Cockerill doesn’t want to see anyone else take the team he’s built to the next level.
“I’ve invested a lot of time and effort, physical and emotional, into this project,” he said. “At this point, the age demographic of our squad and where we are at the moment means that if we are going to get to the end of it and see some success then I want to be here to see that.
“I’ll be damned if I’m letting someone else take over and ride on the back of what we’ve built. This club is now respected in the PRO 14, when we’ve played in Europe we’ve done very well and that’s a big credit to everyone involved.
“It’s not always about thinking about what you’re going to do next. I’ve got to get this job right first and when it’s time for me to move on that will be a natural time for that to happen, and I probably won’t decide that; someone else will.”
He did need to see where the “financials” were going in the light of the pandemic lockdown and revenue losses, but that wasn’t necessarily a deal breaker, he added.
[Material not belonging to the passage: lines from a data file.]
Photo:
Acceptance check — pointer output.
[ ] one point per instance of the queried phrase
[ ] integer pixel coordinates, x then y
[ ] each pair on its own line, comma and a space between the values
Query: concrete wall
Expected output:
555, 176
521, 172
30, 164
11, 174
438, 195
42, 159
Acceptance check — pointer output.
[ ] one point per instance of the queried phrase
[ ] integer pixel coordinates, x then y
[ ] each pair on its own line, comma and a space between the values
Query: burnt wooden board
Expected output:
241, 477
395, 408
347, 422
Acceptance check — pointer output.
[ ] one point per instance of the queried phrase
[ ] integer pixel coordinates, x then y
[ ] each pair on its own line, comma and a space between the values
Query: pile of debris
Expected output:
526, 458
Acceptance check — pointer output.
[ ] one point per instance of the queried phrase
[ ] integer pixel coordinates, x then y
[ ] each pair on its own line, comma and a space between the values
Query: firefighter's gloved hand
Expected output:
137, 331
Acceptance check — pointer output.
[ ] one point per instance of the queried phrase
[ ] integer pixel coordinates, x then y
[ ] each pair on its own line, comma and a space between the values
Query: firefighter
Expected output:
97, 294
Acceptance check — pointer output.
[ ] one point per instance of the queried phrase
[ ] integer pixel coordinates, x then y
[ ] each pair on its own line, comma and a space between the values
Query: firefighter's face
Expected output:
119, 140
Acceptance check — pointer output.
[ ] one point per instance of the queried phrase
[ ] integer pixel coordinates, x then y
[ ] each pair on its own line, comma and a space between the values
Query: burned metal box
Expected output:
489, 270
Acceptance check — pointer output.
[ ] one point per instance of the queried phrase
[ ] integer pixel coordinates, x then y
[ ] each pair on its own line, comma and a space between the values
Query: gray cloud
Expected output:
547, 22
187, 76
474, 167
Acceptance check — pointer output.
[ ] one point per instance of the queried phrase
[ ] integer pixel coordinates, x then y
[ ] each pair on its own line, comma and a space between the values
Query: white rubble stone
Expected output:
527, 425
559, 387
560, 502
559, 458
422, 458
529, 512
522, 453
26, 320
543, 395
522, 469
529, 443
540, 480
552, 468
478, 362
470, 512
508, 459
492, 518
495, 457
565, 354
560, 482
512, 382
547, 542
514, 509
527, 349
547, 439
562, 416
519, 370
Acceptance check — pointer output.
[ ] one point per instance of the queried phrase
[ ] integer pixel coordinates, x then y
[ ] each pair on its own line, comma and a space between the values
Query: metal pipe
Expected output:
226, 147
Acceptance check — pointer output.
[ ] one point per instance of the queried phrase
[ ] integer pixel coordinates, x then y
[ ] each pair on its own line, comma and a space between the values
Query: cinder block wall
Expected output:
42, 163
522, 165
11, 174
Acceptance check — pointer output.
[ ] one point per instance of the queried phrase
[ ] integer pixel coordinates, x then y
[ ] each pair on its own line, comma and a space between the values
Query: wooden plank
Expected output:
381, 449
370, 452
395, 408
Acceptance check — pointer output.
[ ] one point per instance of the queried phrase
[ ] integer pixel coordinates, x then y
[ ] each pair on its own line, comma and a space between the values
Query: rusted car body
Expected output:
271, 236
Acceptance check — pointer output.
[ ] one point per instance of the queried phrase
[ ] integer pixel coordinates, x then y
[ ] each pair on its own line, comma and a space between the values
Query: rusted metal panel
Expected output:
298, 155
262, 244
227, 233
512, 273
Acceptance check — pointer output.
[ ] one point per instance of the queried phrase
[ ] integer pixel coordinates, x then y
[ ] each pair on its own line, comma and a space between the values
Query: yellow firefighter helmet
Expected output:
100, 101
“You just want to know what exactly it is you’re going into,” he continued. “That doesn’t mean if it’s not as rosy a picture as I would like I wouldn’t want to stay, it’s just to know what your job looks like over the next 36 months.
“Part of being a head coach and a leader of a team is knowing you can’t always have it your own way, and if things get tighter financially we have to find a way to get through that, and we will.”
In the meantime, Cockerill believes the old stereotype of Edinburgh being boring and pragmatic and Glasgow the entertainers is gone.
He is good friends with new Warriors coach and former Scotland assistant Danny Wilson – “he’s sat in on some of our meetings when he was with Scotland so there are no secrets” – but thinks his is the squad who can mould their game to whatever needs to be done as the rivals restart rugby north of the border at BT Murrayfield on Saturday.
“What we’ve created is a team that can play in any conditions, and play any type of rugby,” he said. “It allows us to play wide and fast and loose because we’ve got the players and the skillset to do it, but if it’s pouring with rain and it’s a gale outside we’ll just embrace those conditions, kick the ball go and chase it, and have the appetite to go and defend, attack their set-piece and try to dominate them physically.
“Generally if it’s windy and rainy for Glasgow they don’t like it because it ruins their game. But we can play any style of rugby in any conditions. If people say we’re boring then great because we’ve won more games than we’ve lost, and when it was really rubbish weather we actually won all our games.
“They were tight and they were horrible but the win was ours. When the weather was nice we actually played some decent rugby and outscored Glasgow in our home game with a bonus point win, which was good to see.”
Cockerill does expect a messy sort of game – “five months away from rugby, playing pre-season in competition, there’s going to errors, isn’t there?” he added, but he thinks the “jackallers” his team has all over the pitch will be a force at the new breakdown clampdown.
Edinburgh will be missing Scotland lock Ben Toolis from both the first two derby games, due to recovery from delayed shoulder surgery over the summer.